YES. She is carrying on at least an EA with this guy. She has a lack of transparency.

You guys need to setup boundaries as it pertains to the opposite sex. I am assuming their homework is related to a business class and that it it does not involve massage. 

She is hiding the relationship from you. You need to get real concerned ... real fast. If it is early in the EA you have a chance to stop it. BUT realize she will need to go total NC with this guy. You actually have enough evidence now to act. Realize that in this situation everyday delayed is critical.


----------



## Unsure in Seattle (Sep 6, 2011)

Yes, it sounds like she doesn't understand what the boundaries are in your relationship.


----------



## F-102 (Sep 15, 2010)

Definitely an EA. Tell her if he is "just a friend", then she should have no problem breaking off all contact with him.


----------



## arack (Aug 23, 2011)

This sounds like a classic emotional affair. Ask her to end this immediately. If she doesn't, expose her to your family and her family. This will kill the fairy tale pretty quickly.


----------



## Chaparral (Jul 17, 2011)

"A recent study … explores the correlation of various occupations and rates of separation and divorce. … Dancers and choreographers registered the highest divorce rates (43.1 percent), followed by bartenders (38.4 percent) and massage therapists (38.2 percent). Also in the top 10 were casino workers, telephone operators, nurses and home health aides. Three types of engineers — agricultural, sales and nuclear engineers — were represented among the 10 occupations with the lowest divorce rates. Also reporting low marital breakup rates were optometrists (4 percent), clergy (5.6 percent) and podiatrists (6.8 percent). "

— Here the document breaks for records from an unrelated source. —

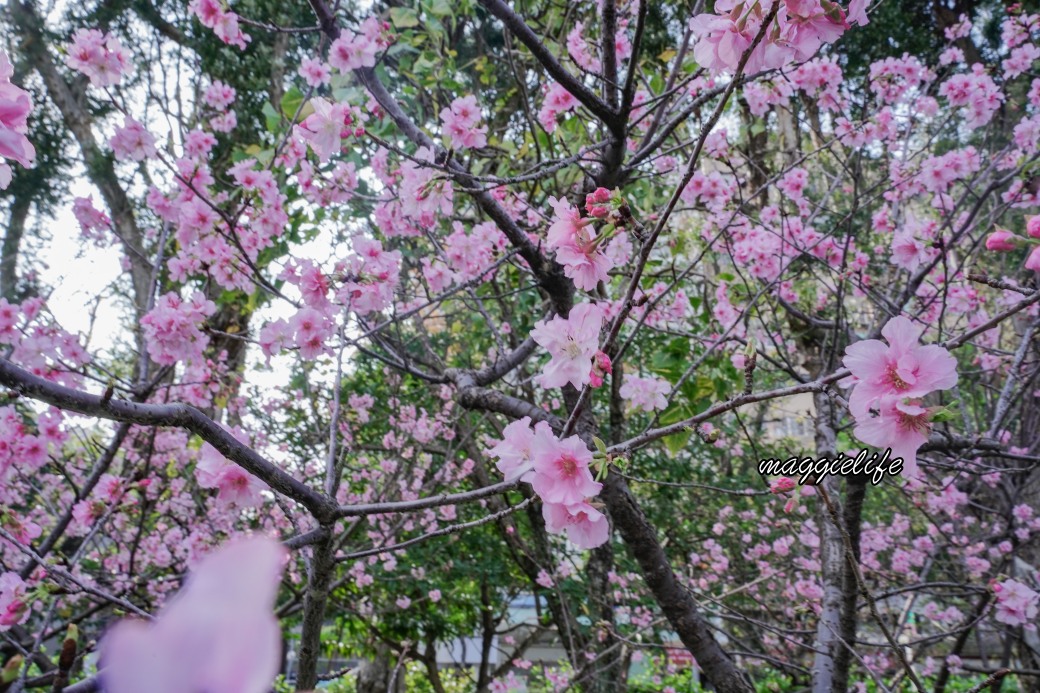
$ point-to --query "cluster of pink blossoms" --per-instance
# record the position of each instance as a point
(577, 248)
(223, 22)
(1004, 240)
(1016, 604)
(573, 343)
(98, 55)
(172, 328)
(557, 101)
(234, 485)
(358, 49)
(560, 473)
(218, 633)
(799, 29)
(15, 107)
(889, 382)
(328, 126)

And make her get another profession too.

http://www.overcomingbias.com/2010/09/low-divorce-jobs.html


----------



## southernmagnolia (Apr 12, 2011)

I would say it's in the 95% range that she is, at least a ea. If you can manage to nip in the bud now, it might not become a pa and she might come to her senses. All the signs are there and as it usually goes she is lying to you and probably herself also. 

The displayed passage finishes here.